IBM and XPrize Bet $5 Million on Making Us Forget About Skynet

A.I. has an image problem, which a new competition wants to solve. Cured Here

IBM and XPrize announced on Wednesday the launch of the IBM Watson A.I. XPrize, a $5 million challenge to use IBM’s artificial intelligence platform to apply A.I. in novel ways. They’re shooting for nothing less than solving humanity’s thorniest problems — climate change, medicine, and education, for instance — but there’s another, less tangible goal. Such a public display of A.I. affection, the challenge creators hope, will steer us away from the idea that all artificially intelligent roads lead to Skynet and robot apocalypse.

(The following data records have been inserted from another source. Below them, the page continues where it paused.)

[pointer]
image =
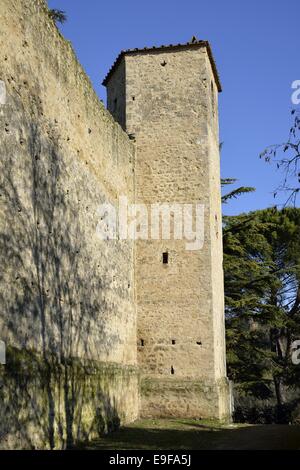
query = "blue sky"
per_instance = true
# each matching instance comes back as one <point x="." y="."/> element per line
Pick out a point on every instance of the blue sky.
<point x="255" y="44"/>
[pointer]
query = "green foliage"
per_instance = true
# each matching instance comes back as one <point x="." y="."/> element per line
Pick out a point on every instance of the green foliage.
<point x="262" y="296"/>
<point x="236" y="192"/>
<point x="286" y="156"/>
<point x="58" y="16"/>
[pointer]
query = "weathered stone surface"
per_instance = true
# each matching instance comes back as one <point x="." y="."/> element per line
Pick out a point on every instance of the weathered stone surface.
<point x="64" y="294"/>
<point x="170" y="106"/>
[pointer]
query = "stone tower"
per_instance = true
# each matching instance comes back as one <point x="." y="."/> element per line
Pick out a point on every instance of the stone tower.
<point x="166" y="98"/>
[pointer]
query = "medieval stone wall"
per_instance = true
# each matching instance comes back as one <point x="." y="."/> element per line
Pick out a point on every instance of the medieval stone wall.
<point x="172" y="110"/>
<point x="67" y="310"/>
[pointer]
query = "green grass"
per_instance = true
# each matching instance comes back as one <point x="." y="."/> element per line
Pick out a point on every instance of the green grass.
<point x="190" y="434"/>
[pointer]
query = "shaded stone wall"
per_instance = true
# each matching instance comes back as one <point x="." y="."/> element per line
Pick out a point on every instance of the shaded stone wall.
<point x="64" y="294"/>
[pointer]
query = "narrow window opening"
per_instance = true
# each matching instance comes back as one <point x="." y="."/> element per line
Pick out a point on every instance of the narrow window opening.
<point x="165" y="258"/>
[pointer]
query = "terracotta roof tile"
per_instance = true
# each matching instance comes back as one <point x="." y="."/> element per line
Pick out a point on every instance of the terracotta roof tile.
<point x="186" y="45"/>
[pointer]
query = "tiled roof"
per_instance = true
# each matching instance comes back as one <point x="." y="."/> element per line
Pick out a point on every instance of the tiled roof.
<point x="193" y="43"/>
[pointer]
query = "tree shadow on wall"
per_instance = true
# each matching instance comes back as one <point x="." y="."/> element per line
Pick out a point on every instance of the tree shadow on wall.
<point x="52" y="304"/>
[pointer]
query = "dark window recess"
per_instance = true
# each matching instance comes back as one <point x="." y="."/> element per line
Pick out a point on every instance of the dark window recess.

The evil A.I. narrative is one that XPrize founder Peter Diamandis describes as a tiring dystopian vision — but it doesn’t mean everyone else has given up on Ultron. There are plenty of reasons why people might take a dim view of artificial intelligence, be it Frankenstein complexes or uncanny valleys. Or Stephen Hawking arguing robots would beat us at our own evolutionary game.

Creating a super smart machine that nukes the Earth’s surface into a Trumpian-orange wasteland is, of course, a trope that imbues comics, movies, video games, and TV. Bombarded with visions of A.I. armageddon, it’s small wonder some of us raise our hackles at intelligent robots. A Monmouth University poll of a thousand Americans in April 2015 found that 72 percent of respondents believe A.I. will be bad economic news. And 16 percent are “very worried” about what an artificial intelligence could mean for the future of the human species.

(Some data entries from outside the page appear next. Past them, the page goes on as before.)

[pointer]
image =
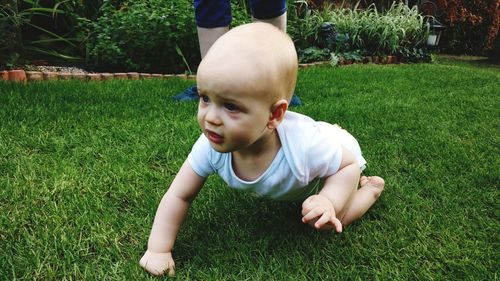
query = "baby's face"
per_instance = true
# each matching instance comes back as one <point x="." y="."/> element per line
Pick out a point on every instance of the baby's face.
<point x="233" y="114"/>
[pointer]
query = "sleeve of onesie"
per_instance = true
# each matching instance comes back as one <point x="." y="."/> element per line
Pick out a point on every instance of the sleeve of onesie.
<point x="199" y="157"/>
<point x="324" y="155"/>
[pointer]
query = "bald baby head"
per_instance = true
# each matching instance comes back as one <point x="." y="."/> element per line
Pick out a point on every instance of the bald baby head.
<point x="257" y="56"/>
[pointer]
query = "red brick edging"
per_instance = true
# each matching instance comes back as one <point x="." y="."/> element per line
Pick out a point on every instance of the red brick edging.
<point x="26" y="76"/>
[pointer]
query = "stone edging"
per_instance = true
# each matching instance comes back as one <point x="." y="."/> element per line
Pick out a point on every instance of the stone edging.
<point x="20" y="75"/>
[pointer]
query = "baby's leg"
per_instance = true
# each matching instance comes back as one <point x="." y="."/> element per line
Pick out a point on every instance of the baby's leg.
<point x="362" y="199"/>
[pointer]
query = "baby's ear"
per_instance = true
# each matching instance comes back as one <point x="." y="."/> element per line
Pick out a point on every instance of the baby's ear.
<point x="277" y="113"/>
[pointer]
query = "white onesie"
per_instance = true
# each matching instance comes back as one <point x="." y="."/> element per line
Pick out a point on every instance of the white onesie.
<point x="310" y="150"/>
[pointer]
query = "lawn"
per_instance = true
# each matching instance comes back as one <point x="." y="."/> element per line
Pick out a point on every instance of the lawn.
<point x="83" y="166"/>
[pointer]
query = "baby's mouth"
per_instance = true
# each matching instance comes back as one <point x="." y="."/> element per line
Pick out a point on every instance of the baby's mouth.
<point x="214" y="137"/>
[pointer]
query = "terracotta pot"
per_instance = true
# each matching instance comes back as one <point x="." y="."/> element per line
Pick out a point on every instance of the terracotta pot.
<point x="133" y="75"/>
<point x="93" y="76"/>
<point x="50" y="76"/>
<point x="17" y="75"/>
<point x="34" y="75"/>
<point x="4" y="75"/>
<point x="120" y="75"/>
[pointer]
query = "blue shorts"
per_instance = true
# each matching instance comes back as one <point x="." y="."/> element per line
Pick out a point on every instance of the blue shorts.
<point x="217" y="13"/>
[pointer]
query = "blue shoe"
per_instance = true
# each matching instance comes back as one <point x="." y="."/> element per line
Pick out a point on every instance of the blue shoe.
<point x="295" y="100"/>
<point x="190" y="94"/>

But $5 million is apt to lure out some smart people with clever ideas. Will those A.I. creations be enough to make us forget about the Matrix? If previous XPrizes are any indication — the 2004 winner, SpaceShipOne, marked a major moment in private spaceflight — challenges that swing enough money around can shift paradigms.

And it’s not like these developments will be going on in secret: For the next four years, designers will compete at IBM’s annual conference, and the three that make it to 2020 will show off their projects in a triple-barreled blast of TED talks. It could be just the kind of event that gets people to shed their fear of intelligent machines and embrace a robot-filled future.